Number one in my book is caffeine misuse or even use at all, if you are particularly sensitive to it. Paradoxically, some people with anxiety will use caffeine because they need to feel more alert in order to be ready to deal with that disaster they are sure is coming! Caffeine is the most popular drug in the world for good reason. It peps us up, has painkilling effects, and boosts the effectiveness of pain medications like aspirin and ibuprofen. Coffee and tea are central to many of our social rituals and there are so many delicious ways to drink them. Coffee has become somewhat of an identity for some people. I’m a pour-over kinda gal myself.

Energy drinks have become insanely popular, and some are utterly horrible in terms of unwise amounts of caffeine and sugar. You may recall the headlines about a few teens dying due to the overuse of energy drinks. A young client pointed out to me that my bias against energy drinks is basically because I am old-fashioned (guilty!) and it’s hypocritical to approve of coffee and poo-poo energy drinks. I had to agree since there are coffee drinks that also have excessive amounts of caffeine. But to me, it’s rather like the marijuana of today, which is not like the weed of yesteryear. It’s more potent and can be consumed in a myriad of ways. 400 mg of caffeine is considered the “safe” daily dose for a healthy adult, an 8 oz cup of regular coffee has around 100 mg. Some energy drinks have 200 mg, or more, in one 12 or 16-oz can.

However one may choose to consume caffeine, being mindful of the dose and how your body responds is important. This drug increases heart rate and blood pressure, disrupts sleep, and creates “shakiness” that mimics trembling caused by fear. Caffeinated drinks can increase dehydration, which creates discomfort and a sense of unease. For anyone with anxiety or sleep difficulties, assessing your caffeine intake is essential. DO NOT cease caffeine cold turkey unless told to do so by a medical professional. Withdrawal headaches are awful and unnecessary – titrating down over several days is better. Ceasing caffeine several hours before bedtime is generally recommended to prevent interference with sleep. Research indicates, and it has been my experience as well, that the ability to tolerate caffeine changes with age, so older adults may not be able to handle it as well as when they were younger.
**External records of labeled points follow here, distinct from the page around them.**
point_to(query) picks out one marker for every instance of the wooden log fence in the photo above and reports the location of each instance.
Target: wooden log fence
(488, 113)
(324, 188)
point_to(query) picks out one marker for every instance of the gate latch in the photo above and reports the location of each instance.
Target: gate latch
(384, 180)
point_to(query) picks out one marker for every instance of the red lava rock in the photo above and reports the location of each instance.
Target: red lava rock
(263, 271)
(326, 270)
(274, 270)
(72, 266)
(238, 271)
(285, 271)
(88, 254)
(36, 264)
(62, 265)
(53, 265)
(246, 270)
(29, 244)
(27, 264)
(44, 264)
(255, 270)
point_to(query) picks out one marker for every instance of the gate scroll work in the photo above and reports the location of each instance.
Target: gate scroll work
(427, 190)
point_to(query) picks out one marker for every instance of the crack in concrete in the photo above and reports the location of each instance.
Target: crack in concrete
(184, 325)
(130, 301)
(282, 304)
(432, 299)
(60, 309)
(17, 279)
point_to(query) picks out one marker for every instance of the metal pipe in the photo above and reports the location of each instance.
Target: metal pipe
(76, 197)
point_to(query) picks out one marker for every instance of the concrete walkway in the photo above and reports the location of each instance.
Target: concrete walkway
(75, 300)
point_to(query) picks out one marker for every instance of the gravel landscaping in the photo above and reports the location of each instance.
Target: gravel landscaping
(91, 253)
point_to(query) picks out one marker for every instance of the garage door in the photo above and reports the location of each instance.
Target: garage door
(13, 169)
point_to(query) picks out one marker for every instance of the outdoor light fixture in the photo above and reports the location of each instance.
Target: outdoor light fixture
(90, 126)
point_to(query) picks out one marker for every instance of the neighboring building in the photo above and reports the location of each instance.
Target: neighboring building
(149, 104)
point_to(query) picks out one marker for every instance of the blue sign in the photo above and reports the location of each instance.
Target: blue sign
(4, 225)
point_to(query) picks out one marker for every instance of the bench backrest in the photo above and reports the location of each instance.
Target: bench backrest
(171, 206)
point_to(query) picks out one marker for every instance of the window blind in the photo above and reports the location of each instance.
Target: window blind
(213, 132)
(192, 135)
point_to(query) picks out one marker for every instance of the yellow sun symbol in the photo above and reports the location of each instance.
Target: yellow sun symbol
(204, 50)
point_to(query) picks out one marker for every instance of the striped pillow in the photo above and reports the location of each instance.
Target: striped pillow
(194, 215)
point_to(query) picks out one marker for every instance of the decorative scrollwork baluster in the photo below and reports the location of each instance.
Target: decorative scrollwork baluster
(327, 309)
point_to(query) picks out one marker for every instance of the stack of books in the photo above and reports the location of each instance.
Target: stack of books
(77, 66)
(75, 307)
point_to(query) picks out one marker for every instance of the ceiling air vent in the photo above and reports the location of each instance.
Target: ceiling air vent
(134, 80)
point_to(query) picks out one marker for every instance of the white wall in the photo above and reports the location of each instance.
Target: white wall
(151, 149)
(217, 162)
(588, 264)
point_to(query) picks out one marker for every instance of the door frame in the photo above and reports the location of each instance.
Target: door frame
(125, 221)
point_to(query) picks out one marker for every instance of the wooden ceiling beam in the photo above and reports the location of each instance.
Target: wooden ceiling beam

While we are on the topic of socially acceptable and common drugs, both alcohol and marijuana can exacerbate anxiety. There is science behind the “hanxiety” of post-drinking anxiety. (For a literally sobering take on alcohol use, check out the Huberman Lab Podcast episode on alcohol, I guarantee you will never think about alcohol the same way again, so be warned). And for some folks, marijuana increases anxious feelings. This is contrary to our traditional understanding of marijuana as a relaxing drug, but everyone is different and for some people, marijuana is not helpful for the nervous system. I have worked with clients who were long-term users and noted that the effect of smoking had changed for them. For anyone who is struggling with anxiety, it’s helpful to consider experimenting with a period of reduced use or abstinence from any substance to see how you feel.

The “Doomscrolling” Trap

Second, on my list of unintentional anxiety-increasing behaviors is the usage of “addictive” media. This includes any kind of news, especially cable news and social media. There has been a lot written about this, particularly in the last few years. My take on it is that our brains are not wired to manage the firehose blast of information that comes at us in the 24-hour global news environment. Content producers of all kinds know that stimulating people emotionally is good for business and that anger and fear keep people watching. Many folks are finding it helpful to limit their consumption of all media, with social media fasts or news diets. Put your phone down and breathe. Take a break from the doomscrolling, turn off notifications, and try to be present in your moment. There is an admittedly difficult balance between remaining engaged and reasonably well-informed about what’s happening in the world and being overwhelmed to the point of helplessness and panic. There’s plenty of good content out there for people who want some ideas about how to conduct their own media diet.

Anxiety from Others

The third behavior that may contribute to anxiety is the company we choose to keep. We are herd animals, and acutely impacted by the moods and behaviors of the other humans we are in the presence of. Particularly for sensitive or empathic folks, stress and anxiety can be contagious. If possible, manage your contact with those who are prone to be chronically negative and distressed, prone to “drama” and want you to engage in all that with them. That coworker who stresses you out by gossiping and bitching all the time, that friend who always has a new crisis going on, the family member who forwards you alarming news stories every few hours – try to find ways of reducing those interactions. Boundaries can be huge for your peace of mind in these situations.

Anxiety is difficult enough to deal with without adding to it through our habits and behaviors. Considering ways we’re accidentally adding to our anxiety can help us choose actions that will reduce our anxiety and improve our quality of life.